President Donald Trump is calling on Republicans to have solutions ready by late January to address healthcare costs that will spike once Obamacare subsidies lapse at the end of the year.
“We have a Jan. 30 day coming up, I’d like to see if we could do it by then,” Trump told Fox News Radio on Friday. “They say, ‘Well, let’s go another year.’ And I said, ‘let’s see if we can get it done by Jan. 30.’”
“I want to give the money that we give to the insurance companies directly to the people, that the people buy their own health insurance, and that’s what’s going to happen,” the president added. “I believe that there’s good support on both sides for that.”
The statements mark the first time the president has put forth an explicit timeline for his healthcare plans, which he has said will include a proposal for “Trumpcare” that would ultimately replace the Affordable Care Act.
It comes as Congress is racing to find a solution to the premium problem, as roughly 22 million people who get healthcare through the ACA exchange could face price hikes next year.
Democrats had pushed to extend the health subsidies as part of recent negotiations surrounding reopening the government, but a deal was reached earlier this month to end the shutdown without any guarantees about the future of the program.

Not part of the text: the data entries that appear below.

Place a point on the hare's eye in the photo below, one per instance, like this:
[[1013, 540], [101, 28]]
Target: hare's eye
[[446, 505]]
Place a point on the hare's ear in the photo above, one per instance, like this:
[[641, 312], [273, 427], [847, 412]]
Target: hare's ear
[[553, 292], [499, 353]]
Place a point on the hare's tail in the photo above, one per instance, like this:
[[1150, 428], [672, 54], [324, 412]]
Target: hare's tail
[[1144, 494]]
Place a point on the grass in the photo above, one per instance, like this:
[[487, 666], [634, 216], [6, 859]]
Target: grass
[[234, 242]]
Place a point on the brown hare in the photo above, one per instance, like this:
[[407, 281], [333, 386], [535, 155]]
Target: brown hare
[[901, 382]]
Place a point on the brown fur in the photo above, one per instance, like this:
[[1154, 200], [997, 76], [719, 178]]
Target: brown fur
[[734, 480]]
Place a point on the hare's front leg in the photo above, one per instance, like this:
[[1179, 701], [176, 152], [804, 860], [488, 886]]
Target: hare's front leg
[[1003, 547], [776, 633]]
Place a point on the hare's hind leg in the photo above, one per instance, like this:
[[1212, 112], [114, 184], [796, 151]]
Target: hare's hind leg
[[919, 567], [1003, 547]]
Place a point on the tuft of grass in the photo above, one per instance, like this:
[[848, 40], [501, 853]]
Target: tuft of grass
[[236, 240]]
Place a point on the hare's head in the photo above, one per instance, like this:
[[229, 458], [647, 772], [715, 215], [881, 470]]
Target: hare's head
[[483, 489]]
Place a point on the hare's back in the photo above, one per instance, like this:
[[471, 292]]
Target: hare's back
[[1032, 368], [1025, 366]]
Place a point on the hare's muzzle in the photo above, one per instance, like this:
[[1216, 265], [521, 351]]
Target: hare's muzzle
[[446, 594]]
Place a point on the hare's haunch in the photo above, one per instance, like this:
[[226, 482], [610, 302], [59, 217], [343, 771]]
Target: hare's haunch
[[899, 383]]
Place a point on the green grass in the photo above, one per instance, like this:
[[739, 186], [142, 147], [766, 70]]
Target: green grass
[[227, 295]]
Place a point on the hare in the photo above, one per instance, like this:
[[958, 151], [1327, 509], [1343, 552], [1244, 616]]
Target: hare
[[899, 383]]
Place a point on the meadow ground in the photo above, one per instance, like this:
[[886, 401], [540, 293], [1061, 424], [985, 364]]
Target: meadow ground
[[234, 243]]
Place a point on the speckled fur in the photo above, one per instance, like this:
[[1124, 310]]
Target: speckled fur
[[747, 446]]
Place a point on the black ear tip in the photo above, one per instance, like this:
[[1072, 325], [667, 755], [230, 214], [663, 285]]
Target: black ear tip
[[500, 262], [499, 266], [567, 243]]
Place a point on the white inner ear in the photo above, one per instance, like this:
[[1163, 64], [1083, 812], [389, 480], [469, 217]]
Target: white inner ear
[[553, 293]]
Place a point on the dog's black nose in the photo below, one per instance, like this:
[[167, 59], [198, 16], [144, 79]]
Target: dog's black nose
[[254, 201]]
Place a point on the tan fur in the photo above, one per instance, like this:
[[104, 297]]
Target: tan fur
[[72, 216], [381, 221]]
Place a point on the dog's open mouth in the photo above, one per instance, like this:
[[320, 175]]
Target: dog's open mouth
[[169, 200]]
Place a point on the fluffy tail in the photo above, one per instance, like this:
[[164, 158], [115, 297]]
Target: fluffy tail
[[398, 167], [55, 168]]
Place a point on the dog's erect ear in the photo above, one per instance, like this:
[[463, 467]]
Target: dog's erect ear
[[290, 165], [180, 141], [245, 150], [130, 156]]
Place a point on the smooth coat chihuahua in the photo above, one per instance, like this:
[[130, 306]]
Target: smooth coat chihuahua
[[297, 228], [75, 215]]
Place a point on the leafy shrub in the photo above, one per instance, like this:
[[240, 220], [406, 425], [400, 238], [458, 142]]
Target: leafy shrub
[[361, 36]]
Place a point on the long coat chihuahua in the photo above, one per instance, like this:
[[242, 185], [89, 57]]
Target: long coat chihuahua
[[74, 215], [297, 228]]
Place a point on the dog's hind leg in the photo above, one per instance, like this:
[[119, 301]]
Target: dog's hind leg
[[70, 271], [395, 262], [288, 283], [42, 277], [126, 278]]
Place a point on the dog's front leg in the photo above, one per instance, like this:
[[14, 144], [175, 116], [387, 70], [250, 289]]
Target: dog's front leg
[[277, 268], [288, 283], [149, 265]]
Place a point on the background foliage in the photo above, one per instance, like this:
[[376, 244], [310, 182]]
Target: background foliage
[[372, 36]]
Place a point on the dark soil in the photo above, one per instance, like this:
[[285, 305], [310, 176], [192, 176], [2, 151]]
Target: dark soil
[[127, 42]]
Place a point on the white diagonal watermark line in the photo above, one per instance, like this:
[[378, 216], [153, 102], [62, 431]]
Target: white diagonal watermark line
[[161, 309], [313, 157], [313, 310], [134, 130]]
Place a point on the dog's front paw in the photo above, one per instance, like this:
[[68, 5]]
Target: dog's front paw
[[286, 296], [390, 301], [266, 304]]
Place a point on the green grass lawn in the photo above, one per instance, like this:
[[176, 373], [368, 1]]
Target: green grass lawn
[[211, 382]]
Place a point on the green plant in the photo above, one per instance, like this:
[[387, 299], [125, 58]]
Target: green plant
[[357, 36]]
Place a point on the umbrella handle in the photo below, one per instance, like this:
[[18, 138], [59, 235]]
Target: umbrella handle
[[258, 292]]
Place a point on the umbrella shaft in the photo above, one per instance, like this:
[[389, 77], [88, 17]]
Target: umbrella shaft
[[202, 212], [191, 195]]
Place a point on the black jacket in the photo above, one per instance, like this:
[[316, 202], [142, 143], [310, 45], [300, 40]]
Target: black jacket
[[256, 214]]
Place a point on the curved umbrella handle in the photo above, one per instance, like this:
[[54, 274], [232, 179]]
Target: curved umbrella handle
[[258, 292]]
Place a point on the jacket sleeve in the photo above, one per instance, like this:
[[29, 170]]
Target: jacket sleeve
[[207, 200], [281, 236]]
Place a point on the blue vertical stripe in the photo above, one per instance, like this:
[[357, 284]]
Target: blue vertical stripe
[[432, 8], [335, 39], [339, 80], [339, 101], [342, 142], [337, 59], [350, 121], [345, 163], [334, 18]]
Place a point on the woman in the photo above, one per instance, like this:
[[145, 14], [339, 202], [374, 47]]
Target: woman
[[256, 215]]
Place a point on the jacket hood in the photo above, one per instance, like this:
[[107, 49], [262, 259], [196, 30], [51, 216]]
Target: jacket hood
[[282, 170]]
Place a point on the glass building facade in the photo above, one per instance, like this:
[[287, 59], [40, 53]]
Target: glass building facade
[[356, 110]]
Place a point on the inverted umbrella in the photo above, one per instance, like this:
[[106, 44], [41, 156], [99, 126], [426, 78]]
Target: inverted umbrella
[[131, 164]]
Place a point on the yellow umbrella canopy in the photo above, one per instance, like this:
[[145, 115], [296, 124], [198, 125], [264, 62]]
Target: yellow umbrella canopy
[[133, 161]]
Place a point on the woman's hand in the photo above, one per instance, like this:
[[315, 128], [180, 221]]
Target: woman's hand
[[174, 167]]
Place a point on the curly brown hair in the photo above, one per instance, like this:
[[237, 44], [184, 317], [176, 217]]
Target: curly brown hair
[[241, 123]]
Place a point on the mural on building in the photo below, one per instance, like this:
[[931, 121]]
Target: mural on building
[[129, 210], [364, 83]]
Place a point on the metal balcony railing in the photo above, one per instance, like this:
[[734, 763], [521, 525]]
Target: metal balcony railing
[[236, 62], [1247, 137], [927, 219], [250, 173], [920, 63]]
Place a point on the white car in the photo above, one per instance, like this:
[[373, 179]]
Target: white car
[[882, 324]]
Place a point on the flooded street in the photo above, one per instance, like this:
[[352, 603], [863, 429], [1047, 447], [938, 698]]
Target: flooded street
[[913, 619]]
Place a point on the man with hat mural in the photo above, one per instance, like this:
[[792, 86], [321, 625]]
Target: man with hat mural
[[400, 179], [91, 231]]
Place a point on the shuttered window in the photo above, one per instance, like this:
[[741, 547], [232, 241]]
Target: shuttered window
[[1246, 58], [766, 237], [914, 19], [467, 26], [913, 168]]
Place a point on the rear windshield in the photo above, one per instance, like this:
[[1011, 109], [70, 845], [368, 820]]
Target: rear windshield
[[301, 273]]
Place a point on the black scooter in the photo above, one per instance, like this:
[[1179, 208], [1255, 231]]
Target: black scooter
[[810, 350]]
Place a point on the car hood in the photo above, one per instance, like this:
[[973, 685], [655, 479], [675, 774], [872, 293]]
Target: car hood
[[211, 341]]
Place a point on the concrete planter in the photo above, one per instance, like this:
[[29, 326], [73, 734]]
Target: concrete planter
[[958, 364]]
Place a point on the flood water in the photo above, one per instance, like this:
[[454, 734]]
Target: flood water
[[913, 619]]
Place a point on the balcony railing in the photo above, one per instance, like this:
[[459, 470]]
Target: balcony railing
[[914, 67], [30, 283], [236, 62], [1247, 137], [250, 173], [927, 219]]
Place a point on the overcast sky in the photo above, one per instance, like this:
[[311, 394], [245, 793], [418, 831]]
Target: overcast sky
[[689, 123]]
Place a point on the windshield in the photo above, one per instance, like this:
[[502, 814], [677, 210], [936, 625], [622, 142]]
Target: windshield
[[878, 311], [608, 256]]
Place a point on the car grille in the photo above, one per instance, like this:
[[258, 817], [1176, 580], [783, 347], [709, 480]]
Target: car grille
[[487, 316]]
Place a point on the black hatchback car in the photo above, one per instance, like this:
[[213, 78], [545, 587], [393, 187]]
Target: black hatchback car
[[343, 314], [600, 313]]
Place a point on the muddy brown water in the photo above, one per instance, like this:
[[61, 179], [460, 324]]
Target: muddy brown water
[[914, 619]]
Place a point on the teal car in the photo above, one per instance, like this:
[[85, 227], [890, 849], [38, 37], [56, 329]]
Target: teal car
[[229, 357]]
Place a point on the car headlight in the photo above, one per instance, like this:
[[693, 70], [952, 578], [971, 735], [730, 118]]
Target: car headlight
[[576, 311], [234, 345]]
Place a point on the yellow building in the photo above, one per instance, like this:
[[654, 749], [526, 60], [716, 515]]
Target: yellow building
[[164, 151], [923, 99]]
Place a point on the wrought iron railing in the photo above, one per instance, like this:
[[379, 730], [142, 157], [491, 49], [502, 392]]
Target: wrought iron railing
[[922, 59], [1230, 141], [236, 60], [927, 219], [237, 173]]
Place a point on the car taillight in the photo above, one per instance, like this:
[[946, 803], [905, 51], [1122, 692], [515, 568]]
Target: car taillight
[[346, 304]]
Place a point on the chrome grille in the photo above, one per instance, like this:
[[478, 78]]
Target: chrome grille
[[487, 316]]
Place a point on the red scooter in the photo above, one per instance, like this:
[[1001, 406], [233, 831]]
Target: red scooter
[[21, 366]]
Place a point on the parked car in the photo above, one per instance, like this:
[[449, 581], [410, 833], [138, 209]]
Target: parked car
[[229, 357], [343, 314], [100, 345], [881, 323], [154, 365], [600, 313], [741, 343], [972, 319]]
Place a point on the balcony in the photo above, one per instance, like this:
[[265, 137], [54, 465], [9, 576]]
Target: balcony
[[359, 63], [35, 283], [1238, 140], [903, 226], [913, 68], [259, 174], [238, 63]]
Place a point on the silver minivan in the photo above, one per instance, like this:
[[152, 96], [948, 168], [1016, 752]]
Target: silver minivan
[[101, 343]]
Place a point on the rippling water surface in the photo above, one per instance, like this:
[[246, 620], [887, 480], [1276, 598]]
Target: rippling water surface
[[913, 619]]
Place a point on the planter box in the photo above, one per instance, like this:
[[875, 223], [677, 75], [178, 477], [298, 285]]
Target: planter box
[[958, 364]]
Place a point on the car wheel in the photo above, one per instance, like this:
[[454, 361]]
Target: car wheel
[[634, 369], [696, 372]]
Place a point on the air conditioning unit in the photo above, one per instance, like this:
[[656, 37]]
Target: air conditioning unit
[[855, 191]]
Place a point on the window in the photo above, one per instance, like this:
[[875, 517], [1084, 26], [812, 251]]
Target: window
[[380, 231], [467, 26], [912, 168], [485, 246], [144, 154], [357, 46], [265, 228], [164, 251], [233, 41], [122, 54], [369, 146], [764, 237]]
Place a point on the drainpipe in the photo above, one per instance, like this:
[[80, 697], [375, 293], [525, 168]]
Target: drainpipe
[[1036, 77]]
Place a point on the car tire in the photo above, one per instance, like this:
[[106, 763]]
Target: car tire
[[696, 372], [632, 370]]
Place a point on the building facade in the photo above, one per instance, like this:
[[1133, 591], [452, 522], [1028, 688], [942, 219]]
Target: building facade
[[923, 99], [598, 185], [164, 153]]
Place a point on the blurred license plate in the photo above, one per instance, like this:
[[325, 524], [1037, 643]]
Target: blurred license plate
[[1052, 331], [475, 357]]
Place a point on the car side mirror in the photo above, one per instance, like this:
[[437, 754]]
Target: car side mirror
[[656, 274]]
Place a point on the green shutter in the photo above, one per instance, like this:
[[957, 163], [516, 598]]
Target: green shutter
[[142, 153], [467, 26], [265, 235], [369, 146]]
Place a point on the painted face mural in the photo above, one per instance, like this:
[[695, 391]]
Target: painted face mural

Republican Sen. Rick Scott of Florida on Thursday introduced the More Affordable Care Act, a plan in line with Trump’s statements, that would direct federal funds to HSA-like “Trump Health Freedom” accounts which families could spend on purchasing private insurance.
Democrats have panned such proposals and warn they would give individuals little ability to lower health costs, given that most healthcare is bought from insurance companies at group rates.
As part of the reopening deal, Senate Republicans are expected to vote on health proposals by mid-December.
In the House, a group of bipartisan lawmakers have rolled out a completely different vision, the HOPE Act, which would extend some of the enhanced Obamacare subsidies for the next two years, while limiting eligibility criteria for higher-earning families.
“We’re trying to just lay the groundwork for something, build support for it, and that’s how you get something done. Because everybody knows this is going to be a political problem,” Rep. Tom Suozzi of New York told reporters on Friday of the plan. “Everybody knows this is going to hurt people in their real life.”
Republicans have tried to scale back or end Obamacare more than 70 times in the 15 years since it was passed, but the party has failed to create a big-picture alternative of its own.
Healthcare, and affordability more broadly, has increasingly become a core issue as the Republican Party looks to the 2026 midterms, and it has at times proved divisive, helping drive the recent public split between President Trump and his former top ally Rep. Marjorie Taylor Greene.